La questione dell’esclusione degli “investimenti per la Difesa dal Patto di stabilità è stata posta sul tavolo all’Europa come hanno fatto altri Paesi, perché in questo momento nessun Paese può tagliare le spese per la difesa. L’aiuto che abbiamo dato all’Ucraina ci impone di ripristinare le scorte per la difesa nazionale”. In terzo luogo, ha affermato Crosetto a proposito della necessità di finanziare le spesa militari, “larga parte del progresso della nostra società è una traslazione dei progressi ottenuti dalla ricerca a scopi militari”. Insomma il ministro ha riproposto pari pari la tesi del complesso militare-industriale statunitense secondo cui le spese militari sono un “volano di crescita” per l’economia di un paese
Ne consegue che anche nel 2023 continuerà la tendenza di decisa crescita per le spese militari in Italia. Lo evidenziano le stime preliminari dell’Osservatorio Mil€x derivanti dall’elaborazione dei dati contenuti nelle Tabelle dei bilanci previsionali del Ministero della Difesa e degli altri dicasteri che contribuiscono alla spesa militare italiana (ex Mise e Mef) allegate alla Legge di Bilancio 2023 inviata dal Governo al Parlamento: il nuovo incremento complessivo è di oltre 800 milioni di euro.
Secondo i calcoli fatti dall’osservatorio con la metodologia adottata da Mil€x, si passa infatti dai 25,7 miliardi previsionali del 2022 ai 26,5 miliardi stimati per il 2023.
L’Osservatorio Mil€x considera l’importo totale del Bilancio della Difesa come mero punto di partenza per valutare la spesa militare italiana complessiva.
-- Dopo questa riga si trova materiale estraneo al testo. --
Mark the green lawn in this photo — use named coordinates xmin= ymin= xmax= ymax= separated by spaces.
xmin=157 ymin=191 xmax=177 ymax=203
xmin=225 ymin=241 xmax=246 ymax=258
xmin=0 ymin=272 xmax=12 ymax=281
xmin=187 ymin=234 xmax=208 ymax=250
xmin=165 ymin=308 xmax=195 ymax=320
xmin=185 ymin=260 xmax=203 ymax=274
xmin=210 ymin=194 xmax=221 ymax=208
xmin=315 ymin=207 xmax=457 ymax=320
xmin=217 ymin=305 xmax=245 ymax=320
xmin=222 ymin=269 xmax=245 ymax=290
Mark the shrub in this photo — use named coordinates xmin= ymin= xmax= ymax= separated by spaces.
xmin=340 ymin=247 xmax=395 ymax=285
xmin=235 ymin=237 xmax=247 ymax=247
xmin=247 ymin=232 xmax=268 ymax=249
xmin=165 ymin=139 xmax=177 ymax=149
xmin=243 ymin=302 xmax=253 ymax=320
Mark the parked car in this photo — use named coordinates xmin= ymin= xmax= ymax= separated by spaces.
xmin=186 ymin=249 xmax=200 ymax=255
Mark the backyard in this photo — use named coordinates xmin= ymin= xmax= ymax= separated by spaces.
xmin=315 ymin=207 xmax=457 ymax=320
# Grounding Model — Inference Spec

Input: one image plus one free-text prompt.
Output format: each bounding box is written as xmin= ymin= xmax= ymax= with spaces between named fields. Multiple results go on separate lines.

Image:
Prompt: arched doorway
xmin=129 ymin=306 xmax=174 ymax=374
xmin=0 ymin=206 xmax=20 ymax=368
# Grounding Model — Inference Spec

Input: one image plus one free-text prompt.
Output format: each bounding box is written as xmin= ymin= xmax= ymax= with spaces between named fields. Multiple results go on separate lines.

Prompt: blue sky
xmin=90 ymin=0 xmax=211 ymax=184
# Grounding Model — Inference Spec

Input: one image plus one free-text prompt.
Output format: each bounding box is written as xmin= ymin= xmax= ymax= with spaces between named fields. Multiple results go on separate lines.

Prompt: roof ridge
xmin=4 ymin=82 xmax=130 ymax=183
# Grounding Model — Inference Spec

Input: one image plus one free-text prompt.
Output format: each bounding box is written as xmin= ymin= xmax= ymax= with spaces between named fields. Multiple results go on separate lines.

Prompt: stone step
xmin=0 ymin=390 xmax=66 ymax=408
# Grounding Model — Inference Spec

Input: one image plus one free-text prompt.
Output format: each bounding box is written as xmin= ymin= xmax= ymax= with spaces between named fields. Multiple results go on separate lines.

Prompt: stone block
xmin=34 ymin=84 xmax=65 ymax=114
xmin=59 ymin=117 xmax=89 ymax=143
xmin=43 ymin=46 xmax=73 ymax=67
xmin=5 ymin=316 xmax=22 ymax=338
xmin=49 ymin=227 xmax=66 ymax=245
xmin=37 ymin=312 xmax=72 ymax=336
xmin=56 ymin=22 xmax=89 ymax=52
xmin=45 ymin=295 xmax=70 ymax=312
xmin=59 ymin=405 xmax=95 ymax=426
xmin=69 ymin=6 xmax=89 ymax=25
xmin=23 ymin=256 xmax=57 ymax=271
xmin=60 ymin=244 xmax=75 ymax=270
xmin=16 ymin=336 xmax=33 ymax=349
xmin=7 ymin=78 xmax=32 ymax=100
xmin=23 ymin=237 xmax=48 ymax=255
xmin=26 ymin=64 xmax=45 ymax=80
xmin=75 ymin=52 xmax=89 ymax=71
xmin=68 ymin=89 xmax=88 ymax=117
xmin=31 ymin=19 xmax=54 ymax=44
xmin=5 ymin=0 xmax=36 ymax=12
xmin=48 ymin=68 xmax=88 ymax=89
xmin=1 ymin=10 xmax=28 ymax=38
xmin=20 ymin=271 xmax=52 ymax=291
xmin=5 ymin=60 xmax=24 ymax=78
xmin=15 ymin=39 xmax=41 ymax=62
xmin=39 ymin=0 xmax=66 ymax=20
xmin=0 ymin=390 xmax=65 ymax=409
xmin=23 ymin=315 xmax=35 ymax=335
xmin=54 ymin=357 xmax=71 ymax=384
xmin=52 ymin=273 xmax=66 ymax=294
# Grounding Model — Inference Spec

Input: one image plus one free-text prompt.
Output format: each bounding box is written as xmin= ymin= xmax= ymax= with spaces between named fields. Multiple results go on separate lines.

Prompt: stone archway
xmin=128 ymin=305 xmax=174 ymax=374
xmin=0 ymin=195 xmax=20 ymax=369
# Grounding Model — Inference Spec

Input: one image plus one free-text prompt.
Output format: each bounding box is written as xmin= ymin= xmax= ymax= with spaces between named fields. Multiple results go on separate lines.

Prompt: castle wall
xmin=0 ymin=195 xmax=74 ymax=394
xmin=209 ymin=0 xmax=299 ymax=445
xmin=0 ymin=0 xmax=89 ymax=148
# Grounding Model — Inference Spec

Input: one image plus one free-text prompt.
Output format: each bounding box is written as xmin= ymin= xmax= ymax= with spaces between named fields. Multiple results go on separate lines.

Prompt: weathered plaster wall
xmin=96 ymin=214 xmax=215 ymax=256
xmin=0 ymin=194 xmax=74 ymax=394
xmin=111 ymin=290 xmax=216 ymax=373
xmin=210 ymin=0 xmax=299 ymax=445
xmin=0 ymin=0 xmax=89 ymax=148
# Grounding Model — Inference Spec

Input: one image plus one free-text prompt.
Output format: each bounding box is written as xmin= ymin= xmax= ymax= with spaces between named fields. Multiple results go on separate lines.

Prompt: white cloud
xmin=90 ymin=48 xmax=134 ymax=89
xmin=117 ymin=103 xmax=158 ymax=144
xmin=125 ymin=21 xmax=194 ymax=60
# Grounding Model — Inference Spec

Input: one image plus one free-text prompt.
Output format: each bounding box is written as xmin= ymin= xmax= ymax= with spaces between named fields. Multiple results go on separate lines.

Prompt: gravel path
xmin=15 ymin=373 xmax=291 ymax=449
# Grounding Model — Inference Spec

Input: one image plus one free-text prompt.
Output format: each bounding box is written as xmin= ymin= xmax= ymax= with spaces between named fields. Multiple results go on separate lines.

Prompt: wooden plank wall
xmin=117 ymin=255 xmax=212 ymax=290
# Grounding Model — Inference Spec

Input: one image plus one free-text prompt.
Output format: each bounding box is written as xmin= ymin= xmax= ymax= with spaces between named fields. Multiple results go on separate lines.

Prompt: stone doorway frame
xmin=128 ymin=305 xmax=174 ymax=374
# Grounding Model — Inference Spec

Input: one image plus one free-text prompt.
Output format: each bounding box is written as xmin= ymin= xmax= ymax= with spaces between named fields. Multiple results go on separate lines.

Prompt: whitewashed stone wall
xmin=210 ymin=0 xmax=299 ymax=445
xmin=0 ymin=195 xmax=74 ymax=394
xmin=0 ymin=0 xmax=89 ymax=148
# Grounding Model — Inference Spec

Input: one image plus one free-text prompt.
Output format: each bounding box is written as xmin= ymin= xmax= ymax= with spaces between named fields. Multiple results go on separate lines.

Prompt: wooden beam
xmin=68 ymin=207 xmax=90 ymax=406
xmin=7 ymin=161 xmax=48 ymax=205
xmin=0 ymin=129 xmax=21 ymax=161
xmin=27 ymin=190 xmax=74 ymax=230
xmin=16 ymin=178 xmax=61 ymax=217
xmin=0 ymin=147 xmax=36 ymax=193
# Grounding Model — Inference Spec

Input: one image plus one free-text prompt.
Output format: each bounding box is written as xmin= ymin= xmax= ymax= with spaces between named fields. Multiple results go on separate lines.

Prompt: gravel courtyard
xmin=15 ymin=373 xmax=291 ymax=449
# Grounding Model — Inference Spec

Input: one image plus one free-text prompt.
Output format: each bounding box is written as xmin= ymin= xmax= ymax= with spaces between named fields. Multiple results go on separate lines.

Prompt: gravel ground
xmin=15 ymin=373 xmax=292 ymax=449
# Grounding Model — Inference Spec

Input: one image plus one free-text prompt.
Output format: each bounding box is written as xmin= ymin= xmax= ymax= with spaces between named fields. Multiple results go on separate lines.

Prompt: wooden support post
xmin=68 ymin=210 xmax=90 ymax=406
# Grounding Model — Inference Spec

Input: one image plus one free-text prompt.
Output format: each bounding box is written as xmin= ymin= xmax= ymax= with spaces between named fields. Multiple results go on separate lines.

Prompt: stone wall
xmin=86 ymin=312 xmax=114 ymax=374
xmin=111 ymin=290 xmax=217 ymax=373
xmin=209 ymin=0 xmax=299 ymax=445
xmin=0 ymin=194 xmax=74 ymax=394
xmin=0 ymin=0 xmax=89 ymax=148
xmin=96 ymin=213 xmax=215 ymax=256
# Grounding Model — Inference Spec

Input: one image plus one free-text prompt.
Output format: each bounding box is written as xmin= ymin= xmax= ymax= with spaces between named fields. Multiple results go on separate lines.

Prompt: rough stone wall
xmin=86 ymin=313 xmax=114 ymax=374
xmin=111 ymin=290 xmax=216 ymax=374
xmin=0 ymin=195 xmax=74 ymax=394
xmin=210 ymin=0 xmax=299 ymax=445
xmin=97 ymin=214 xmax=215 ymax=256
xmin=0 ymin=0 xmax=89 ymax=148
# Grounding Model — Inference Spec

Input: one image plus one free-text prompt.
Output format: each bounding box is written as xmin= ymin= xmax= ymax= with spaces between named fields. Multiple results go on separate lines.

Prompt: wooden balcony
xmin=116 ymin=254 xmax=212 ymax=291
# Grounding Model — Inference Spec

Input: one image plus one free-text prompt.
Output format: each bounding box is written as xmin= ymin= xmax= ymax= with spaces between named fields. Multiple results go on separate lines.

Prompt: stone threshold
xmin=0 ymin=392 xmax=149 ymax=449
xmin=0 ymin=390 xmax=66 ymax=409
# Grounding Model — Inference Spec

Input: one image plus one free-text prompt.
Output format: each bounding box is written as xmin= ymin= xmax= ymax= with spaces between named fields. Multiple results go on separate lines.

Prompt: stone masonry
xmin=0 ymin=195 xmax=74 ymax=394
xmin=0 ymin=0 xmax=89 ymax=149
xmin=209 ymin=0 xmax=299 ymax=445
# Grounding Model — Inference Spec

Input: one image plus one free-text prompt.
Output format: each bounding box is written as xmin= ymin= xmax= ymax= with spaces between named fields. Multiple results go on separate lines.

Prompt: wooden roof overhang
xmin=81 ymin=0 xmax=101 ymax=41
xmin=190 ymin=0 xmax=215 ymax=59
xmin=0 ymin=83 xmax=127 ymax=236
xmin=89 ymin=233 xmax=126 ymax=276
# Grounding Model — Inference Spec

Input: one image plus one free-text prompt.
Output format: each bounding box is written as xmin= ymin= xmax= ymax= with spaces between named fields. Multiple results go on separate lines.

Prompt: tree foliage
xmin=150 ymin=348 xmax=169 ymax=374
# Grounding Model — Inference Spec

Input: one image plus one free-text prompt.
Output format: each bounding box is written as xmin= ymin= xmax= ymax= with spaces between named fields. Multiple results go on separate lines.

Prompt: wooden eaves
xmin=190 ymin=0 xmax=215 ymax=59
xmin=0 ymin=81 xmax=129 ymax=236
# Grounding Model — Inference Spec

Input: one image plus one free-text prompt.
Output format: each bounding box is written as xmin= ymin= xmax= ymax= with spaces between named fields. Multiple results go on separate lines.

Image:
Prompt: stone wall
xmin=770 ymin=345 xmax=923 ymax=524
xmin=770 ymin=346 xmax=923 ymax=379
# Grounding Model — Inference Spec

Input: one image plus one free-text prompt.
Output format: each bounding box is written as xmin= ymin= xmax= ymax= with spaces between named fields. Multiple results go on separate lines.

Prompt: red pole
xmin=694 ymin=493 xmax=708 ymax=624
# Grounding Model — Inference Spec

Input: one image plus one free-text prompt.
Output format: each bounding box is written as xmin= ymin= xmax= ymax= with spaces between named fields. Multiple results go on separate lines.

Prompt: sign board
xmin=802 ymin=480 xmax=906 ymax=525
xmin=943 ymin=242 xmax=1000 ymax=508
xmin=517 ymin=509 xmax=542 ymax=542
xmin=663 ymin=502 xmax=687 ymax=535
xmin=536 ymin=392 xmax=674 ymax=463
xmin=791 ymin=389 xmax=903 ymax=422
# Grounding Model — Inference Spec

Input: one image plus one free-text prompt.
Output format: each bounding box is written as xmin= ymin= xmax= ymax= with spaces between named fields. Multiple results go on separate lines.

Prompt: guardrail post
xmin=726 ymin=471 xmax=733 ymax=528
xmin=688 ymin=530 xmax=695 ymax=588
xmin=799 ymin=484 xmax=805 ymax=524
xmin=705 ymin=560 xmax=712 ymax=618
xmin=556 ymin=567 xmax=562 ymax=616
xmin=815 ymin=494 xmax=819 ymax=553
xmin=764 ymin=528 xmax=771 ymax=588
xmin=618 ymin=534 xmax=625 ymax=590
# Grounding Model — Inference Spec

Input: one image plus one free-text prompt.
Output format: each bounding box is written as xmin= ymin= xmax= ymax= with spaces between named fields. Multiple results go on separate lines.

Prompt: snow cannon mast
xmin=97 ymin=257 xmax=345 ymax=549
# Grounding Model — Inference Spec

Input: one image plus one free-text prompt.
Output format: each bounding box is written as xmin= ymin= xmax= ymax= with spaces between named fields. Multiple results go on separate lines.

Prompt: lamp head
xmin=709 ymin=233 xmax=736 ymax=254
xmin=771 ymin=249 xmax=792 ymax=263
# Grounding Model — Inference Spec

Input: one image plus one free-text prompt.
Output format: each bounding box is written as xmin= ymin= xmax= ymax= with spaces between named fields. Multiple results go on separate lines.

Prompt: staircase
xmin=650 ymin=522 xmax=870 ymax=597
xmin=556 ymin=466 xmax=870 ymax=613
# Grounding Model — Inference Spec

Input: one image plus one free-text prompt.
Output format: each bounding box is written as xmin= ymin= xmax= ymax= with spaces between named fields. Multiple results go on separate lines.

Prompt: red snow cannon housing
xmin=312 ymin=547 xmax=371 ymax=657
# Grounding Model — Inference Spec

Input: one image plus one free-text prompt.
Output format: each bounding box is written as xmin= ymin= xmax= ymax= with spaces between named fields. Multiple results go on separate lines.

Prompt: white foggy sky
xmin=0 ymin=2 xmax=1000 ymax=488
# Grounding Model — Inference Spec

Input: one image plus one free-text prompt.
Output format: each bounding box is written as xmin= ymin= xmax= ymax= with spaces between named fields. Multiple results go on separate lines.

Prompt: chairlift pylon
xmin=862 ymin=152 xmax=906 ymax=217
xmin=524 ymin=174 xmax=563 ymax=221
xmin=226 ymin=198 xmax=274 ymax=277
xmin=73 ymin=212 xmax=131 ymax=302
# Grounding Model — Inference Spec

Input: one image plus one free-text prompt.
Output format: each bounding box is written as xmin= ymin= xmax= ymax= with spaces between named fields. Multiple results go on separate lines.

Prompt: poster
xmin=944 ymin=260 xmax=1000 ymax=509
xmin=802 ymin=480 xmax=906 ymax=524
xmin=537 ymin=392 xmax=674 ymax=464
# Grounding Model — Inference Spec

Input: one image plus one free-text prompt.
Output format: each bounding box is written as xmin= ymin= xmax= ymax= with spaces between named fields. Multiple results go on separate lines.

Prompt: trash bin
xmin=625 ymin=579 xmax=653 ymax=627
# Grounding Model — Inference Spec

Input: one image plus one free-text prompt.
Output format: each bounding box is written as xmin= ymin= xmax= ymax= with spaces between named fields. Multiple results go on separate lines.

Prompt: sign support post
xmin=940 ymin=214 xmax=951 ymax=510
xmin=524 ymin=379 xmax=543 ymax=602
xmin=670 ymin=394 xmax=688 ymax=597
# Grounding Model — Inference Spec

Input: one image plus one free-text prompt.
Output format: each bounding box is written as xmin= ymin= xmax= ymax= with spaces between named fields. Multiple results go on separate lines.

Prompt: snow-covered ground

Tale cifra deve infatti registrare fondi in aggiunta iscritti presso altri ministeri (principalmente il fondo per le Missioni militari all’estero che viene istituito presso il Ministero dell’Economia e delle Finanze e i fondi che l’ex Ministero per lo Sviluppo Economico mette a disposizione per acquisizione e sviluppo di sistemi d’arma) e deve invece vedere sottratta per coerenza di destinazione e tipologia di utilizzo la grande maggioranza del bilancio dell’Arma dei Carabinieri (per lo specifico ruolo che gioca tale struttura, in particolare la parte forestale) che viene considerata solo per la componente legata alle missioni all’estero.
Per le aziende dell’industria militare italiana è un momento di grande “prosperità”. È notizia di ieri che Iveco si rafforza proprio nel settore della Difesa. La controllata IDV (Iveco Defence Vehicles) ha stretto un accordo per rilevare dal gruppo britannico Horiba la maggioranza di Mira Ugv, divisione specializzata nello sviluppo di veicoli militari autonomi, meglio conosciuti come “i droni di terra”.
Le azioni della Leonardo a gennaio svettano a Piazza Affari (+2,82%) e toccano un massimo a 8,76 euro sui livelli dell’agosto scorso. Per gli esperti di Goldman Sachs tra i motivi per cui il titolo ha spazi di crescita, il primo è lo spostamento delle priorità fiscali che porta a un aumento significativo del budget della Difesa. “Con l’85% di esposizione al settore (il secondo più alto in tutto il comparto), Leonardo dovrebbe beneficiare di un contesto favorevole per la crescita con l’aumento del focus governativo per rispettare l’impegno Nato di un 2% di Pil”.
Un infame e inquietante spettacolo quello che stanno offrendo la guerra e l’avventurismo delle classi dirigenti.